Board member Ed Lindsey, a Republican, said he supports no-excuse absentee voting, keeping it “easy to vote and hard to cheat” in Georgia. He said the state’s 2021 voting law increased absentee ballot security by requiring more voter ID and a handwritten signature.

“We should not as a board, only a few months before the election in 2024 … bring confusion and start to limit the ability of people to vote, particularly people who oftentimes find it most difficult to stand in line because of certain life situations,” said Lindsey, who voted to allow no-excuse absentee voting in 2005 when he was a representative in the state House.

The board’s fifth member, Republican Rick Jeffares, a former state senator, voted for Johnston’s resolution but didn’t discuss it during Tuesday’s board meeting.

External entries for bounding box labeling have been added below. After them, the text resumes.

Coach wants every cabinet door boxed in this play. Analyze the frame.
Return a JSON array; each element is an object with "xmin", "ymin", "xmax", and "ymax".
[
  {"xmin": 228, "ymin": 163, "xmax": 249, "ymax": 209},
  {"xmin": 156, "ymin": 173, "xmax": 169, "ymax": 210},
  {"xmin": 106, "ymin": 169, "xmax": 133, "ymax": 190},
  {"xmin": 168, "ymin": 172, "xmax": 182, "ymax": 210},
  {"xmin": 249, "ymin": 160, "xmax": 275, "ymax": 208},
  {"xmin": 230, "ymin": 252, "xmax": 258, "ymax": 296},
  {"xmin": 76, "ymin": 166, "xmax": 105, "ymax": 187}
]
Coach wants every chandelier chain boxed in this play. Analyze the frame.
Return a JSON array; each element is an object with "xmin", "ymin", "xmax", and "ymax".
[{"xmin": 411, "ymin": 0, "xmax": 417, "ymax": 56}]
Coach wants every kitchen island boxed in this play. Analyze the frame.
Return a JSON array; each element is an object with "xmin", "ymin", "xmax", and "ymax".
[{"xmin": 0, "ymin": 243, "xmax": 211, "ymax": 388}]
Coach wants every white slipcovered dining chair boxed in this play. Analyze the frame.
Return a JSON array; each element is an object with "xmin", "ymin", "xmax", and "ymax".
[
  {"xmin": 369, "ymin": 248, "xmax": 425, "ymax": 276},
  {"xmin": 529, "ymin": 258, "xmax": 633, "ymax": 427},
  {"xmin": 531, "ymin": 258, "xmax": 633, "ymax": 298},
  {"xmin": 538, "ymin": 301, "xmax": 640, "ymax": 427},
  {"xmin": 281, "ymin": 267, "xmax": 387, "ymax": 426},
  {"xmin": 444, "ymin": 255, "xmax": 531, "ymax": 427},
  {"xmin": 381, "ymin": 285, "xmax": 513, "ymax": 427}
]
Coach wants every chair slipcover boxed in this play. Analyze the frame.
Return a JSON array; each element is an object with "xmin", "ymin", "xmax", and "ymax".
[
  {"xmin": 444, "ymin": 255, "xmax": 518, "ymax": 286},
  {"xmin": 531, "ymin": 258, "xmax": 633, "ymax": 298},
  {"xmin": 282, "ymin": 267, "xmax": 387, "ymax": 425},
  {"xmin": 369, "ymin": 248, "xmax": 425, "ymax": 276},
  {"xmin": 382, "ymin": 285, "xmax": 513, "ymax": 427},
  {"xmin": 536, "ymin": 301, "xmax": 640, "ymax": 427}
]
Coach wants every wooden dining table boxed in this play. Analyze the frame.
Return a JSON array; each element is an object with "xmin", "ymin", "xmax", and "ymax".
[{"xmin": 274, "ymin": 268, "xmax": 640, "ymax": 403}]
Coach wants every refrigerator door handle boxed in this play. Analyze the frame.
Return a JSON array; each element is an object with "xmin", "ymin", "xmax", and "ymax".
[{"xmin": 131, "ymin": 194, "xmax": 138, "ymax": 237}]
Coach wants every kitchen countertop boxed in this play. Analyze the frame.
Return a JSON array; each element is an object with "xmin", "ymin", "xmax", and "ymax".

Suspicions of widespread voter fraud from absentee voting haven’t been substantiated, and state investigations have debunked allegations of illegal ballot collection through drop boxes in the 2020 election.

There have been isolated cases of voters who never received their absentee ballots in the mail, family members voting for their relatives and people voting by mail after they had moved out of Georgia.

The Georgia General Assembly is considering several changes to state election laws, but eliminating no-excuse absentee voting isn’t among them so far.

State legislators have advanced bills to increase the number of election audits, eliminate computer codes from ballots, investigate the secretary of state’s office, post ballot pictures online, add watermarks to ballots and ban ranked-choice voting.